I have a routine that counts the number of reals on a line. You could adapt this to your purpose fairly easily I think.
subroutine line_num_columns(iu,N,count)
implicit none
integer(4),intent(in)::iu,N
character(len=N)::line
real(8),allocatable::r(:)
integer(4)::r_size,count,i,j
count=0 !Set to zero in case of premature return
r_size=N/5 !Initially try out this max number of reals
allocate(r(r_size))
read(iu,'(a)') line
50 continue
do i=1,r_size
read(line,*,end=99) (r(j),j=1,i) !Try reading i reals
count=i
!write(*,*) count
enddo
r_size=r_size*2 !Need more reals
deallocate(r)
allocate(r(r_size))
goto 50
return
99 continue
write(*,*) 'I conclude that there are ',count,' reals on the first line'
end subroutine line_num_columns
If a Fortran 90 solution is fine, you can use the following procedure to parse a line with multiple real values:
subroutine readnext_r1(string, pos, value)
implicit none
character(len=*), intent(in) :: string
integer, intent(inout) :: pos
real, intent(out) :: value
integer :: i1, i2
i2 = len_trim(string)
! initial values:
if (pos > i2) then
pos = 0
value = 0.0
return
end if
! skip blanks:
i1 = pos
do
if (string(i1:i1) /= ' ') exit
i1 = i1 + 1
end do
! read real value and set pos:
read(string(i1:i2), *) value
pos = scan(string(i1:i2), ' ')
if (pos == 0) then
pos = i2 + 1
else
pos = pos + i1 - 1
end if
end subroutine readnext_r1
The subroutine reads the next real number from a string 'string' starting at character number 'pos' and returns the value in 'value'. If the end of the string has been reached, 'pos' is set to zero (and a value of 0.0 is returned), otherwise 'pos' is incremented to the character position behind the real number that was read.
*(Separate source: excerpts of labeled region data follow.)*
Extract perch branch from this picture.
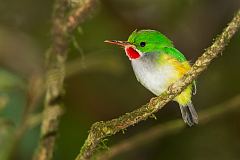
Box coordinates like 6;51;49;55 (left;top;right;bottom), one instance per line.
33;0;96;160
76;11;240;160
96;95;240;160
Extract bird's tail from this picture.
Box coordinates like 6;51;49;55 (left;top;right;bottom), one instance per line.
180;102;198;126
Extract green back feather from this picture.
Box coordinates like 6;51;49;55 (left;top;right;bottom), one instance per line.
128;30;186;62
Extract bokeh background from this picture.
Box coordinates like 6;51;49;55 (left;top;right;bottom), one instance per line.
0;0;240;160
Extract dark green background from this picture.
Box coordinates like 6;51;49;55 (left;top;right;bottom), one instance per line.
0;0;240;160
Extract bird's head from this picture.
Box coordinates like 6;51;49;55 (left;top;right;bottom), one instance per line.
104;30;173;60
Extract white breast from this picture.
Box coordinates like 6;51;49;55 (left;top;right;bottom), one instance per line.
132;58;178;95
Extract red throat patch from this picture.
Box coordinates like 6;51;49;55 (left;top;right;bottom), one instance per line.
125;47;140;59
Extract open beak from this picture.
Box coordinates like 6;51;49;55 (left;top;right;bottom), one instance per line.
104;40;131;47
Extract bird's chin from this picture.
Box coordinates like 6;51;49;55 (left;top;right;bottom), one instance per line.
125;46;141;60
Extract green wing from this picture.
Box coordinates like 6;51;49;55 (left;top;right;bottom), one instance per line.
162;47;197;95
162;47;187;62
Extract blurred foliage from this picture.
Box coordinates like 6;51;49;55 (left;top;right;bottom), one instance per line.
0;0;240;160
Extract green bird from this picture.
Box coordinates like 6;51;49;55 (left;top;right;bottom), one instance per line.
105;29;198;126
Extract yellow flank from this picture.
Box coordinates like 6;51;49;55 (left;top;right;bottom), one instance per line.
161;54;192;106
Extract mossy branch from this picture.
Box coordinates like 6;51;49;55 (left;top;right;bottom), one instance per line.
76;10;240;160
34;0;96;160
96;95;240;160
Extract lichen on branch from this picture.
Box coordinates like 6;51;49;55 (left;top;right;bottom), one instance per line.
76;10;240;160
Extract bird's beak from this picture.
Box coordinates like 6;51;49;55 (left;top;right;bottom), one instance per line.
104;40;131;47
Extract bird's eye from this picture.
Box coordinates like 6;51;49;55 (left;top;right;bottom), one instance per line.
140;42;146;47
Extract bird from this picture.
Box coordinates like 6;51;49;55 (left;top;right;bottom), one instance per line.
104;29;198;126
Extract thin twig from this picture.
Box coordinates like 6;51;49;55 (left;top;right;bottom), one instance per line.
34;0;96;160
96;95;240;160
76;10;240;160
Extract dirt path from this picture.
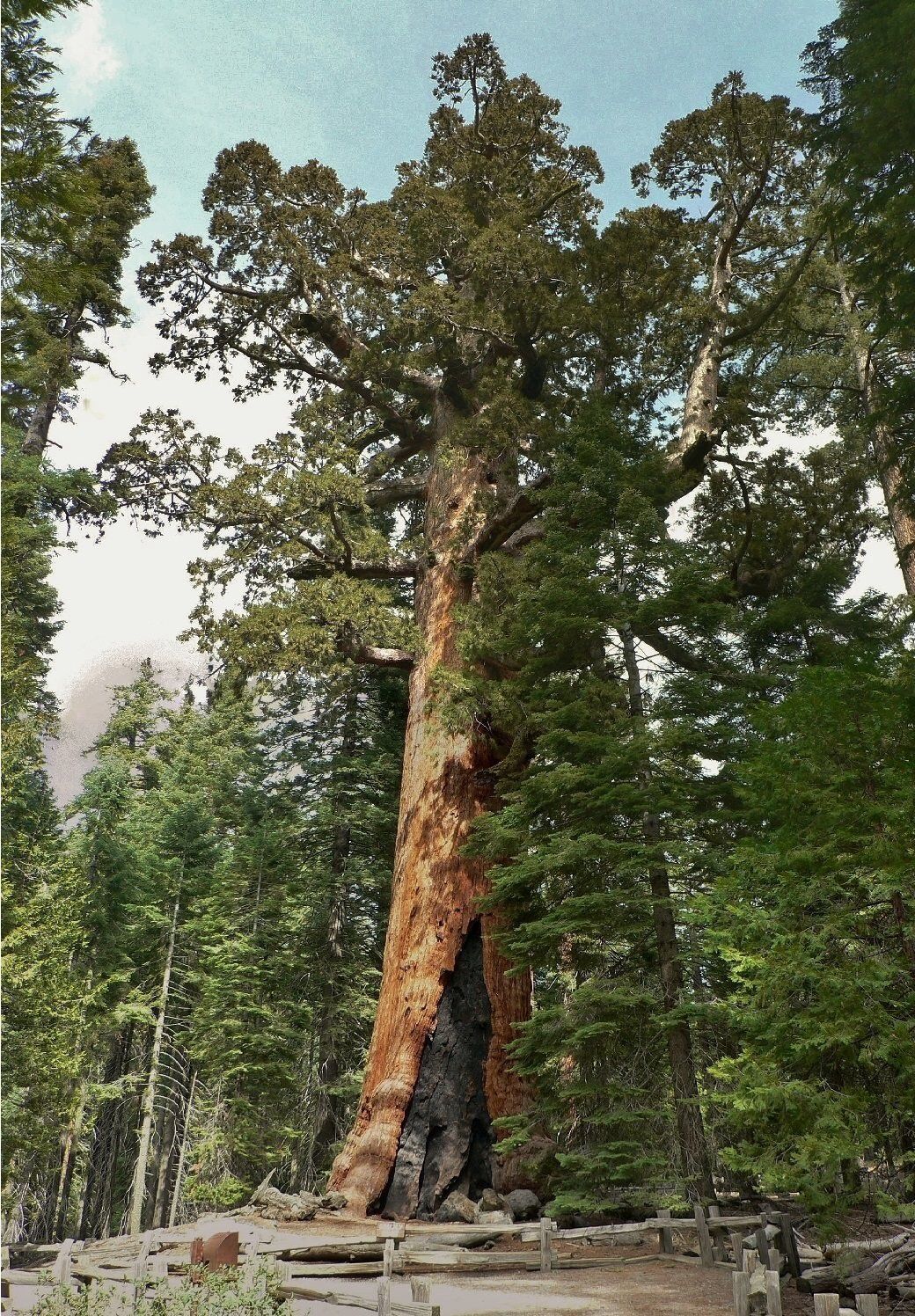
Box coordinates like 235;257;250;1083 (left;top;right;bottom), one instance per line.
292;1261;733;1316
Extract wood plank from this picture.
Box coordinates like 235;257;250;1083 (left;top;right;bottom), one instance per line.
550;1221;653;1242
775;1210;801;1279
766;1270;782;1316
814;1294;838;1316
753;1225;772;1270
540;1216;553;1274
642;1216;762;1229
854;1294;880;1316
658;1210;674;1255
733;1270;750;1316
51;1239;77;1284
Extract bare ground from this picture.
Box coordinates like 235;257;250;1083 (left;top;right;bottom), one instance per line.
292;1261;733;1316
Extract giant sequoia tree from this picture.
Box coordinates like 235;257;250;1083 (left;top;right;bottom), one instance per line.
106;37;600;1213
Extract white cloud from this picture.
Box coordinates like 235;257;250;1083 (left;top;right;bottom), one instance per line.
58;0;124;96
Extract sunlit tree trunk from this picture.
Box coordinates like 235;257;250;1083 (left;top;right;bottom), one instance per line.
838;273;915;597
621;628;715;1202
129;902;178;1234
331;418;531;1216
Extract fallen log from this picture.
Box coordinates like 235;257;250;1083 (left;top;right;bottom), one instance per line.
247;1175;321;1220
848;1239;915;1294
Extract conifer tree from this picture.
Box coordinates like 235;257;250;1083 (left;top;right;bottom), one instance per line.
101;37;608;1212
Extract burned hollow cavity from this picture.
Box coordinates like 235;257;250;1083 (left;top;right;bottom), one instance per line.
382;921;494;1218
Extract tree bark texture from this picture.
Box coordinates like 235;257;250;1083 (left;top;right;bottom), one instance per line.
621;628;715;1202
331;420;531;1215
311;688;357;1170
130;902;178;1234
838;274;915;599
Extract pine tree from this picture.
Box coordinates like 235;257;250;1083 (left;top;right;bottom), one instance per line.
705;645;915;1215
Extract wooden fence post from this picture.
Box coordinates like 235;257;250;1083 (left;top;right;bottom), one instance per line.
731;1270;750;1316
766;1270;782;1316
814;1294;838;1316
708;1202;724;1261
540;1216;553;1273
51;1239;77;1284
377;1274;393;1316
775;1210;801;1279
658;1210;674;1257
753;1225;772;1270
692;1202;715;1266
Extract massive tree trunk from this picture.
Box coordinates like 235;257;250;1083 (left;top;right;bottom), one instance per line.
130;902;178;1234
668;215;737;497
311;685;358;1170
79;1024;133;1239
331;418;531;1216
838;271;915;599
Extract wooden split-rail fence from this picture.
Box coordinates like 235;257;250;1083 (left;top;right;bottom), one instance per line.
3;1205;878;1316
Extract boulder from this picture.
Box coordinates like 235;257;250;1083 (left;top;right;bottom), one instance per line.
477;1210;515;1225
436;1192;477;1225
504;1188;540;1220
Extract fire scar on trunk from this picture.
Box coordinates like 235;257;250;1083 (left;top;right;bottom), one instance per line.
331;444;531;1215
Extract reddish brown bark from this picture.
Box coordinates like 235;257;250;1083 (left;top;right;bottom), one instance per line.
331;439;531;1210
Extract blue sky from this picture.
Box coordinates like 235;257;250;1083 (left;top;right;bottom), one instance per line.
48;0;894;793
50;0;836;271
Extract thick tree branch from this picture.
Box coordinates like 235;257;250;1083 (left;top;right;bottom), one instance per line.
337;626;416;671
286;558;420;581
721;225;825;348
464;474;550;562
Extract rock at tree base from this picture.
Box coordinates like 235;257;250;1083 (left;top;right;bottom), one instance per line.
383;921;494;1223
504;1188;540;1220
477;1188;506;1210
436;1192;477;1225
477;1210;515;1226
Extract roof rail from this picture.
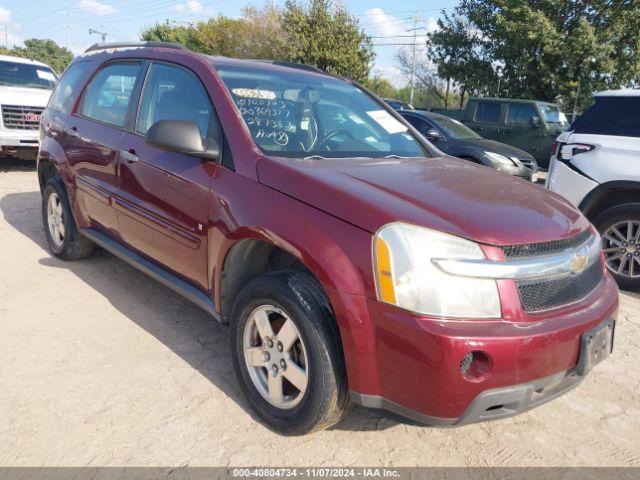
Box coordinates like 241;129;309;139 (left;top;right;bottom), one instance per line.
84;41;189;53
254;60;331;75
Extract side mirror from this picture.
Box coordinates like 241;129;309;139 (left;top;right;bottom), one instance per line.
424;128;442;140
147;120;220;160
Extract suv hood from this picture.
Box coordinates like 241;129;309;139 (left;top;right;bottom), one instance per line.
0;85;51;107
453;138;534;162
257;157;589;246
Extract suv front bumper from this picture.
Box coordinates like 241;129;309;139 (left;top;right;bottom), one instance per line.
344;275;618;426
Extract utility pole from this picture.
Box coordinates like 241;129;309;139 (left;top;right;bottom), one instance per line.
64;10;71;50
89;28;107;43
407;16;424;104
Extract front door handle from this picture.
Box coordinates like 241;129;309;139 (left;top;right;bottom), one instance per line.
64;127;80;138
120;150;138;163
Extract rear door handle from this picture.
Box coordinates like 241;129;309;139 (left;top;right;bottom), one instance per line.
120;150;138;163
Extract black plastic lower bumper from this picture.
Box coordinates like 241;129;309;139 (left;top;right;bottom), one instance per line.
350;319;615;426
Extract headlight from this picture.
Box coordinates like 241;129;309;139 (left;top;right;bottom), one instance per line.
484;152;517;167
374;223;501;318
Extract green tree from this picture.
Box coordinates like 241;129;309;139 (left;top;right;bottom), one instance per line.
429;0;640;108
363;75;398;98
5;38;73;73
140;23;204;52
282;0;374;81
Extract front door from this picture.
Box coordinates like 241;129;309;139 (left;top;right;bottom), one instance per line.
468;100;503;141
116;62;220;289
65;61;142;235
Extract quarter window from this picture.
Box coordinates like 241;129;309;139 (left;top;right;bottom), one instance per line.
505;103;536;125
474;102;502;123
80;63;142;127
136;63;213;138
49;62;90;113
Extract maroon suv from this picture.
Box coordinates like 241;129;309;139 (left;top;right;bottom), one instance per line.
38;43;618;434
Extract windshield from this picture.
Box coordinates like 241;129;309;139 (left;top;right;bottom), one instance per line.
216;65;427;158
0;61;56;90
429;115;482;140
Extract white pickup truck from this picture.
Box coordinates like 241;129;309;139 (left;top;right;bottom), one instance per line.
0;55;57;160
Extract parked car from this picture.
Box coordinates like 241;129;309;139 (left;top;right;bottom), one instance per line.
0;55;57;160
400;110;538;183
547;90;640;291
38;42;618;434
441;98;568;168
384;98;415;110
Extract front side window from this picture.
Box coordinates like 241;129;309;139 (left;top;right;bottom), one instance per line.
540;105;567;125
505;103;536;125
80;62;142;127
216;66;427;158
573;97;640;137
136;63;213;138
473;102;502;123
49;62;90;113
432;115;482;140
0;60;57;90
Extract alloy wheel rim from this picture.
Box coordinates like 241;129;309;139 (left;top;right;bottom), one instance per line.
243;305;309;409
602;220;640;278
47;193;65;247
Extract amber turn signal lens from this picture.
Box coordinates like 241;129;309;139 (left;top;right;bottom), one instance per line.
376;237;396;304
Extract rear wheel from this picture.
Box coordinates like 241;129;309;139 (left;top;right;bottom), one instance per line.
593;203;640;291
231;270;348;435
42;177;93;260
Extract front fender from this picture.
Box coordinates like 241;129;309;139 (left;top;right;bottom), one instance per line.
209;168;377;394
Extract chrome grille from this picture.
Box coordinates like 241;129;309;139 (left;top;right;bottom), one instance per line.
2;105;44;130
516;260;602;313
503;230;603;313
502;230;591;260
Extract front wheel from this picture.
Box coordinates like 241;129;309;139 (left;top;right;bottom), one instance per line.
593;203;640;291
42;177;93;260
231;270;348;435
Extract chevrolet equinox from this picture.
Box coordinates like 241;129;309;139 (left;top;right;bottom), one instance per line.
38;42;618;435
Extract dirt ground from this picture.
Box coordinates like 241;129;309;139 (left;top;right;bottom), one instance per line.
0;161;640;467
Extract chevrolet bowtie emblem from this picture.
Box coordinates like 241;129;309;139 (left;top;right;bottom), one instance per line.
569;253;587;273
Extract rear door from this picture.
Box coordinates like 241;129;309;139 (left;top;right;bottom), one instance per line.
116;62;221;289
468;100;503;141
66;61;142;235
497;102;548;159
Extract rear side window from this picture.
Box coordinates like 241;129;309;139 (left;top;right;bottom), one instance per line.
48;62;91;113
573;97;640;137
136;63;213;138
505;103;536;125
474;102;502;123
80;62;142;127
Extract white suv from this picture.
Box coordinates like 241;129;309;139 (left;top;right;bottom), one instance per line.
547;90;640;291
0;55;57;160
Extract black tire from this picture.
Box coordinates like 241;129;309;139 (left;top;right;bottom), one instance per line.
231;270;349;435
42;177;93;260
593;203;640;292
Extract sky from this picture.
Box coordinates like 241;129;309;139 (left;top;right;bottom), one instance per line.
0;0;458;86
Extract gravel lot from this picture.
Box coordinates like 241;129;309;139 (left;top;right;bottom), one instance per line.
0;160;640;466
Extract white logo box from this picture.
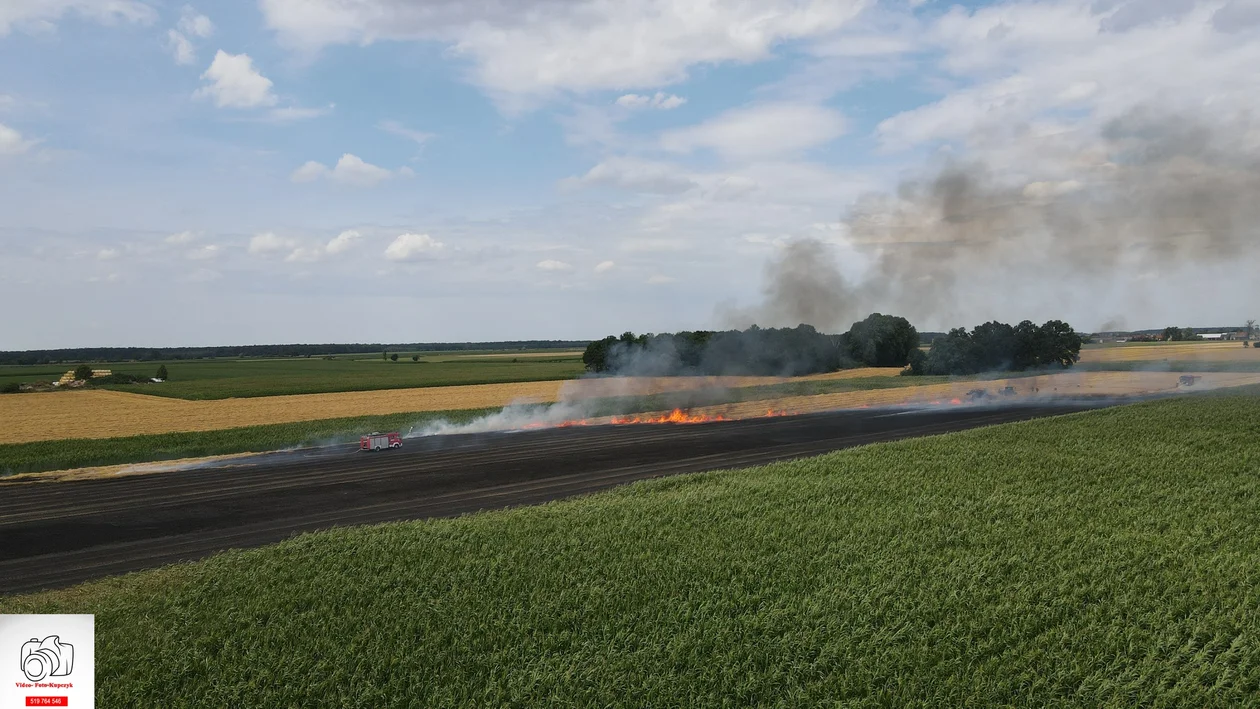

So, for your case you would first read the line to a character string:
character(len=1024) :: line
...
read(15,'(A)') line
...
and then parse this string
real :: y, z, w
integer :: pos
...
pos = 1
call readnext_r1(line, pos, y)
call readnext_r1(line, pos, z)
call readnext_r1(line, pos, w)
if (pos == 0) w = 0.0
where the final 'if' is not even necessary (but this way it is more transparent imho).
Note, that this technique will fail if there is a third entry on the line that is not a real number.
I know the following simple solution:
w = 0.0
read(15,*,err=600)y, z, w
goto 610
600 read(15,*)y, z
610 do other stuff
But it contains "goto" operators
You might be able to use the wonderfully named colon edit descriptor. This allows you to skip the rest of a format if there are no further items in the I/O list:
Program test
Implicit None
Real :: a, b, c
Character( Len = 10 ) :: comment
Do
c = 0.0
comment = 'No comment'
Read( *, '( 2( f7.3, 1x ), :, f7.3, a )' ) a, b, c, comment
Write( *, * ) 'I read ', a, b, c, comment
End Do
End Program test
For instance with gfortran I get:
Wot now? gfortran -W -Wall -pedantic -std=f95 col.f90
Wot now? ./a.out
12.460 28.000 8.00 efg
I read 12.460000 28.000000 8.0000000 efg
12.460 28.000
I read 12.460000 28.000000 0.00000000E+00
^C
This works with gfortran, g95, the NAG compiler, Intel's compiler and the Sun/Oracle compiler. However I should say I'm not totally convinced I understand this - if c or comment are NOT read are they guaranteed to be 0 and all spaces respectively? Not sure, need to ask elsewhere.